Bacalhau Python SDK

This is the official Python SDK for Bacalhau, named bacalhau-sdk.

Introduction

It is a high-level SDK that ships the client-side logic (e.g. signing requests) needed to query the endpoints. Please take a look at the examples for snippets to create, list and inspect jobs. Under the hood, this SDK uses bacalhau-apiclient (autogenerated via Swagger/OpenAPI) to interact with the API.

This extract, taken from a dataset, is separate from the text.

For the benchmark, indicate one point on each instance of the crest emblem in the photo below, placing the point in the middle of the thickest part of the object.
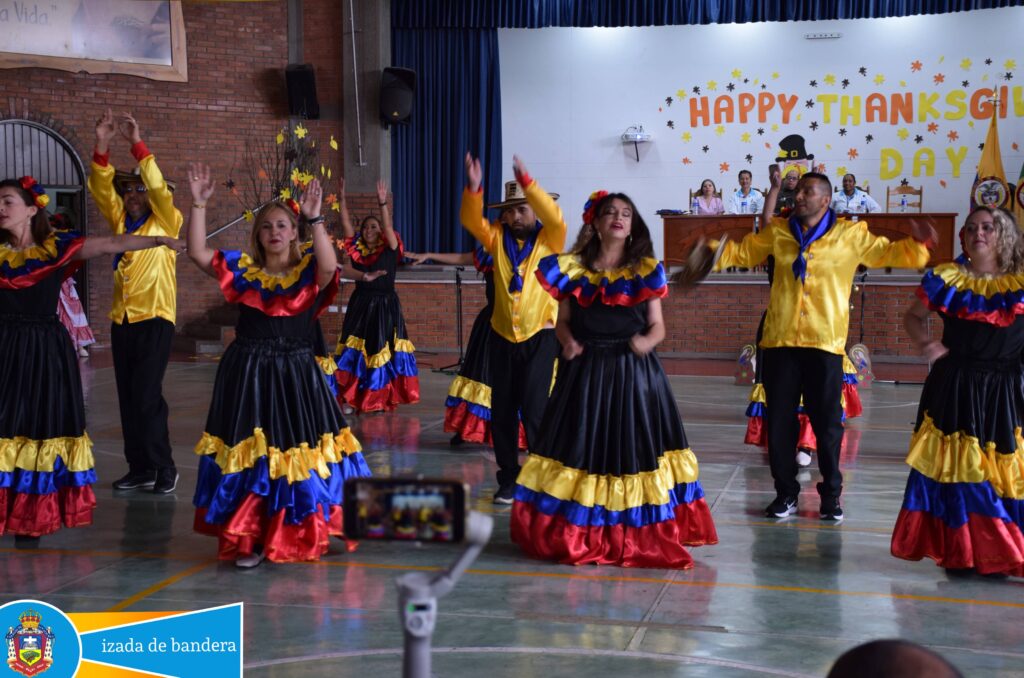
(30, 645)
(991, 192)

Please make sure to use this SDK library in your Python projects, instead of the lower level bacalhau-apiclient. The latter is listed as a dependency of this SDK and will be installed automatically when you follow the installation instructions below.

Features

  1. List, create and inspect Bacalhau jobs using Python objects

  2. Use the production network, or set the following environment variables to target any Bacalhau network out there:

    1. BACALHAU_API_HOST

    2. BACALHAU_API_PORT

  3. Generate a key pair used to sign requests stored in the path specified by the BACALHAU_DIR env var (default: ~/.bacalhau)

Install

From PyPi:

pip install bacalhau-sdk

From source:

Clone the public repository:

git clone https://github.com/bacalhau-project/bacalhau/

Once you have a copy of the source, you can install it with:

cd python/
pip install .

Initialize

Likewise the Bacalhau CLI, this SDK uses a key pair to be stored in BACALHAU_DIR used for signing requests. If a key pair is not found there, it will create one for you.

Example Use

Let's submit a Hello World job and then fetch its output data's CID. We start by importing this sdk, namely bacalhau_sdk, used to create and submit a job create request. Then we import bacalhau_apiclient (installed automatically with this sdk), it provides various object models that compose a job create request. These are used to populate a simple python dictionary that will be passed over to the submit util method.

import pprint

from bacalhau_sdk.api import submit
from bacalhau_sdk.config import get_client_id
from bacalhau_apiclient.models.storage_spec import StorageSpec
from bacalhau_apiclient.models.spec import Spec
from bacalhau_apiclient.models.job_spec_language import JobSpecLanguage
from bacalhau_apiclient.models.job_spec_docker import JobSpecDocker
from bacalhau_apiclient.models.job_sharding_config import JobShardingConfig
from bacalhau_apiclient.models.job_execution_plan import JobExecutionPlan
from bacalhau_apiclient.models.publisher_spec import PublisherSpec
from bacalhau_apiclient.models.deal import Deal


data = dict(
    APIVersion='V1beta1',
    ClientID=get_client_id(),
    Spec=Spec(
        engine="Docker",
        verifier="Noop",
        publisher_spec=PublisherSpec(type="IPFS"),
        docker=JobSpecDocker(
            image="ubuntu",
            entrypoint=["echo", "Hello World!"],
        ),
        language=JobSpecLanguage(job_context=None),
        wasm=None,
        resources=None,
        timeout=1800,
        outputs=[
            StorageSpec(
                storage_source="IPFS",
                name="outputs",
                path="/outputs",
            )
        ],
        sharding=JobShardingConfig(
            batch_size=1,
            glob_pattern_base_path="/inputs",
        ),
        execution_plan=JobExecutionPlan(shards_total=0),
        deal=Deal(concurrency=1, confidence=0, min_bids=0),
        do_not_track=False,
    ),
)

pprint.pprint(submit(data))

The script above prints the following object, the job.metadata.id value is our newly created job id!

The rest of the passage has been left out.